Pellard (2009) took a computational approach to the classification problem. His phylogenetic inference was based on phonological and lexical traits. The results dismissed the three-subdivision hypothesis and re-evaluated the two-subdivision hypothesis although the internal classification of Amami is substantially different from conventional ones. The renewed classification is adopted in Heinrich et al. (2015).
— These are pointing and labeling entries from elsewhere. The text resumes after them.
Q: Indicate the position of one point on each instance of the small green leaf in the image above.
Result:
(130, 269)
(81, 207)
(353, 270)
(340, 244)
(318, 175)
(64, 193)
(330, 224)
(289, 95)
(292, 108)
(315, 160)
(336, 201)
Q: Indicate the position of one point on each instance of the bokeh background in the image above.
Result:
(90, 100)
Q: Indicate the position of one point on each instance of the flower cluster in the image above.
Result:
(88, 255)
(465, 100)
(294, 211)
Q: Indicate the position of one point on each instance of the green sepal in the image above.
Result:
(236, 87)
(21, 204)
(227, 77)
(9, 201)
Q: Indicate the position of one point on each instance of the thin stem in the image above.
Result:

The membership of Kikai Island remains highly controversial. The northern three communities of Kikai Island share the seven-vowel system with Amami Ōshima and Tokunoshima while the rest is grouped with Okinoerabu and Yoron for their five-vowel systems. For this reason, Nakamoto (1990) subdivided Kikai:

- Amami dialect
  - Northern Amami dialect
    - Northern Amami Ōshima
    - Southern Amami Ōshima
    - Northern Kikai
  - Southern Amami dialect
    - Southern Kikai
    - Okinoerabu
    - Yoron

Based on other evidence, however, Karimata (2000) tentatively grouped Kikai dialects together. Lawrence (2011) argued that lexical evidence supported the Kikai cluster although he refrained from determining its phylogenetic relationship with other Amami dialects.

As of 2014, Ethnologue presents another two-subdivision hypothesis: it groups Southern Amami, Northern Okinawa and Southern Okinawa to form Southern Amami–Okinawan, which is contrasted with Northern Amami–Okinawan. It also identifies Kikai as Northern Amami–Okinawan.

Heinrich et al. (2015) refers to the subdivisions of Northern Ryukyuan as only "Amami" and "Okinawan". There is a note that other languages, specifically within the Yaeyama language, should be recognized as independent due to mutual unintelligibility.